A WEST FIFE darts player is preparing to step up to the oche and make history this weekend on the global stage.

Jay Thomson, who lives in Blairhall, will make his international bow for Northern Ireland at the World Disability Darts Association (WDDA) World Cup and World Championship, which begins today (Thursday) in West Lothian.

Originally from Belfast, the 47-year-old only took up the sport earlier this year having been inspired by the story of a member of Disability Darts Scotland that began playing after being the victim of a knife attack that caused him to suffer a stroke.

In 2018, Jay suffered two strokes, the first of which was caused by an aneurysm, having lost his fiancée to cancer, a month and a day before they were due to tie the knot.

Although he learned to walk again, and even completed a 5K walk/jog nine weeks after the first, the second stroke left him visually impaired, with tremors in his left arm, and with what he described as "really bad fatigue".
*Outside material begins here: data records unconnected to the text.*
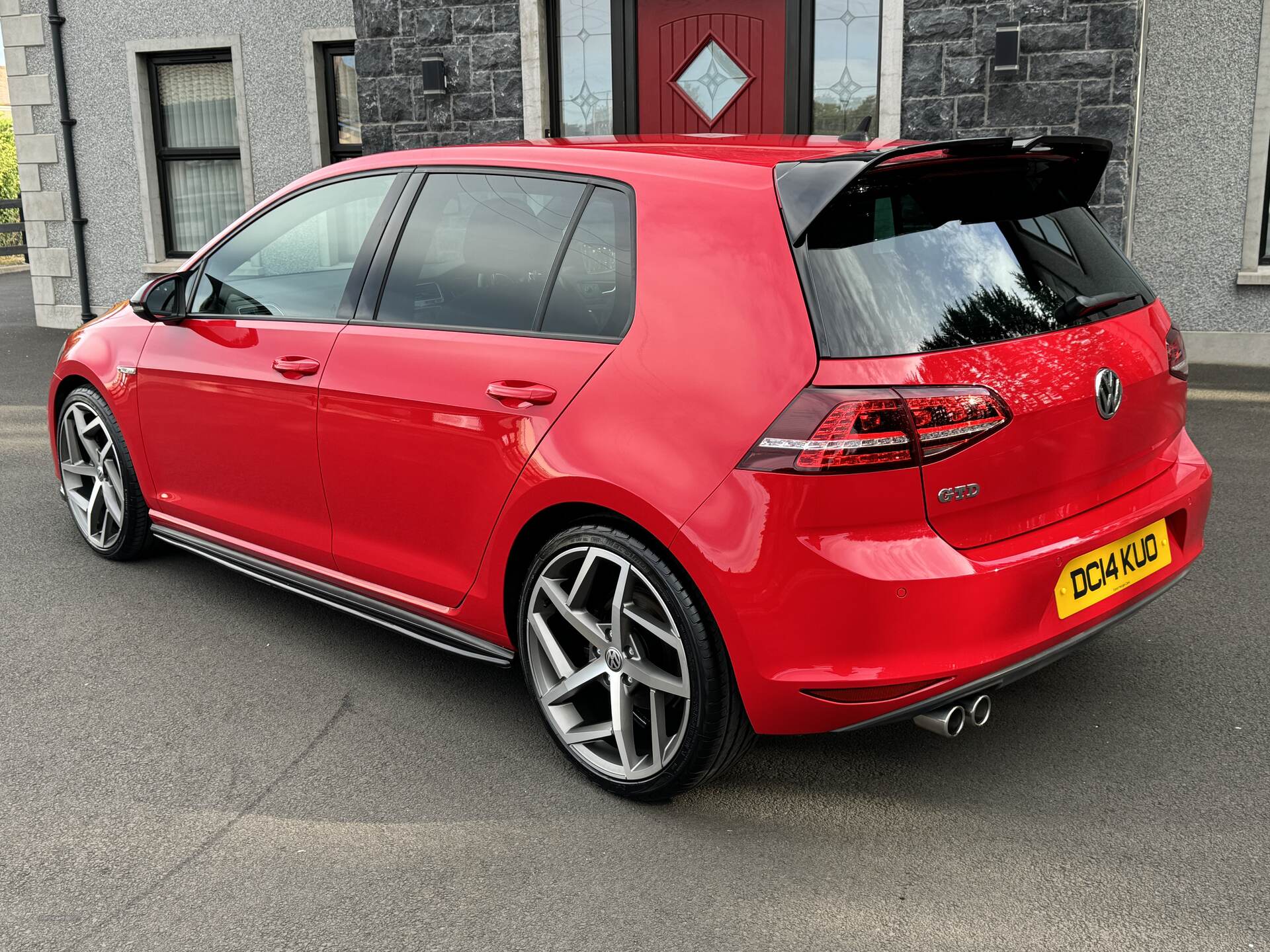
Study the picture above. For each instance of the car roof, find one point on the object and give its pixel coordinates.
(616, 155)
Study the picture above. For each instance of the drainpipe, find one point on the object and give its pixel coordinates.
(78, 220)
(1130, 205)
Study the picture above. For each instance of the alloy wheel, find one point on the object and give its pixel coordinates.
(91, 474)
(607, 663)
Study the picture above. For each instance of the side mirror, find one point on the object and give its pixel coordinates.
(161, 299)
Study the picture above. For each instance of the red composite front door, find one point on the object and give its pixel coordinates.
(712, 65)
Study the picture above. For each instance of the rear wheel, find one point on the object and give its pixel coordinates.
(98, 479)
(630, 677)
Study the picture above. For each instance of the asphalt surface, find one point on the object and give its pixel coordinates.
(192, 761)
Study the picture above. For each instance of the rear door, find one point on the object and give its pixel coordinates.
(503, 296)
(980, 273)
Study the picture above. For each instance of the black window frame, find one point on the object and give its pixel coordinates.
(357, 277)
(376, 280)
(164, 154)
(335, 150)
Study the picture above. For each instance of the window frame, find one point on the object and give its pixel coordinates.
(335, 150)
(164, 153)
(376, 281)
(361, 266)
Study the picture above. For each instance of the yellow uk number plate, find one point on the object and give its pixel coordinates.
(1100, 574)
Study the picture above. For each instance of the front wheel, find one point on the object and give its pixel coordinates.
(630, 677)
(98, 480)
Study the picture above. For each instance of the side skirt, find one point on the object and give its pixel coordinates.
(413, 626)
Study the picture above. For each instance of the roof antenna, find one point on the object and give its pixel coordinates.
(861, 132)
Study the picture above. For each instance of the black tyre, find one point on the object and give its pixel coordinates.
(98, 477)
(630, 673)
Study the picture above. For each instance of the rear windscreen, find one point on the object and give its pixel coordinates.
(912, 262)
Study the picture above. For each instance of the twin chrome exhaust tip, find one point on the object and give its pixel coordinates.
(951, 721)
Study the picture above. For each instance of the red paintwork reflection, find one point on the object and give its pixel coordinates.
(232, 444)
(417, 457)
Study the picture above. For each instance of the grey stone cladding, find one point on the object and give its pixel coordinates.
(1076, 75)
(480, 44)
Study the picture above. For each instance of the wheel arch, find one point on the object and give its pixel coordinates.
(60, 390)
(553, 520)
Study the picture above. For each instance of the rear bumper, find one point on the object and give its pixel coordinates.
(814, 588)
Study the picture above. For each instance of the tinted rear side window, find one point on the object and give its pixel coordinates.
(592, 292)
(476, 252)
(908, 263)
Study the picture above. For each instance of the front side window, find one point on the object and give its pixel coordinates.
(478, 251)
(343, 117)
(295, 259)
(197, 146)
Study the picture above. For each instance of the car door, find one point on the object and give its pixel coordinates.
(502, 298)
(229, 395)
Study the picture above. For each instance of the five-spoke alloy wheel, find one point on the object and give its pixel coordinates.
(98, 479)
(632, 681)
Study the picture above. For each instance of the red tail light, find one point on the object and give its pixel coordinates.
(1176, 349)
(859, 430)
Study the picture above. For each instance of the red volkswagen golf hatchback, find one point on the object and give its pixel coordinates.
(710, 436)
However, Jay didn't let that stop him from not only joining a prestigious bowling club in his native city, which has produced a number of Irish internationals, but becoming their first visually-impaired player.

After moving to West Fife last year, however, he made contact with Disability Darts Scotland and, after becoming a registered player, began competing in tournaments that have now led him to the World Cup, in which he will be the first visually-impaired player to compete.

"This is our equivalent of the Paralympics; this is the highest level of our sport," Jay told Press Sport.

"Owen Miller, who lives down the street from me, he gets to go to Tokyo – I get to go half an hour down the road!

"It's unbelievable. I found out in the middle of July and I just can't accept that I've achieved this in such a short space of time.

"I only started playing disability darts with Disability Darts Scotland in February this year so I've been doing well in my ranking tournaments in Scotland. Then, to get the call from Northern Ireland, I wasn't expecting this.

"I was looking more ahead to possibly having a slight chance of the British Championships in October down in England. I thought I might have an outside chance of those so to get the call to be in the World Cup team and the World Championship team is hard to take in.

"It's been a long road."

Jay, who is joining the darts team at his local pub, the White Gates, said that he has grown to love where he now lives so much that he thought at one point he'd "love to play for Scotland" but continued: "Once you get that call-up for your home country, you realise how much it means to you.

"All my ranking points from those tournaments got sent over to the co-ordinator for Northern Ireland so she was keeping a track of my results along with their own players in Northern Ireland.

"It took me four days before I could turn around and say to somebody that I've been selected to play for Northern Ireland without breaking down and crying.

"I've been through quite a bit but I've come out the other side."

The WDDA World Cup and World Championship takes place at the Hillcroft Hotel, in Whitburn, and runs until Sunday.